Magneto X-Men First Class still cropped.jpgAnd then he just worked with the script, which he's previously been known to re-read up to 300 times.

"It means I'm spending a lot of time with the character and getting to know him. So throughout the day I'll think, 'What would Brandon do in this scenario?'

"It's about trying to understand and relate to him, as opposed to judging. That would be a mistake."

Fassbender previously spoke on how he grasped the equally complicated Magneto for X-Men: First Class. He said he understood the master of magnetism's conflicted relationship with Professor Xavier, forged by ideological differences, and that they are not clear-cut, bitter enemies.

Among the actor's future projects is a sequel to First Class, with Matthew Vaughn back as director, Bryan Singer once again producing, and Simon Kinberg starting work on the script.
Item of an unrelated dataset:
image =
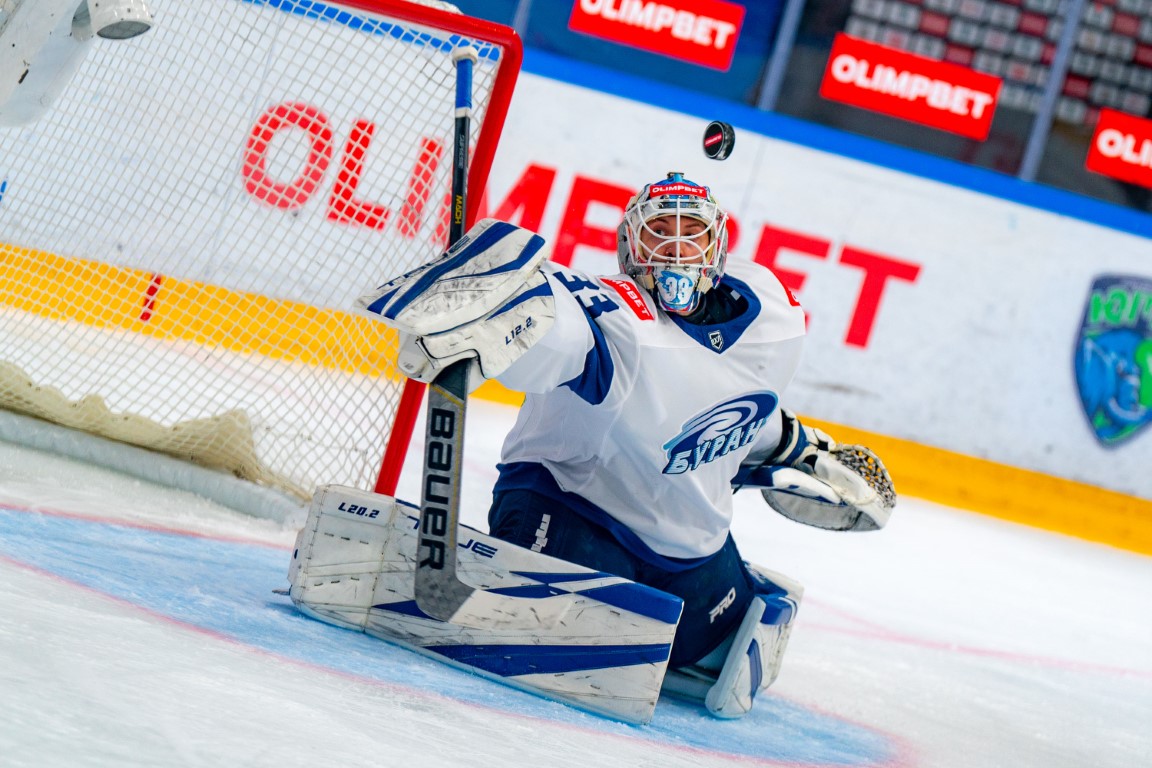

Kinberg is also a producer, along with Singer and Lauren Shuler Donner.

It's in the very early stages of planning and there are no details yet on the plot, but Kinberg said it would continue to include the story of Fassbender's Magneto.

Kinberg told MTV: "I'm a huge X-Men fan. I grew up loving the comic books and it was really exciting to be able to do the origin story of Xavier and Magneto, and getting those two actors, [James] McAvoy and [Michael] Fassbender, were really amazing.

"So being able to explore those characters with actors of that quality will be exciting a second time around, and doing some things unexpected with those characters, which is the plan."

He added: "Magneto becomes the villain ultimately of the franchise but he's a much more complicated character as a young man. He's someone you sympathise with, you care about, you root for. Even though might not necessarily agree with his methods, you understand his philosophy.

"Because Michael is such an interesting actor, he'll never be full-on anything. He'll have a villainous side and he'll have a sympathetic human side you'll be able to relate but you'll also be afraid of him."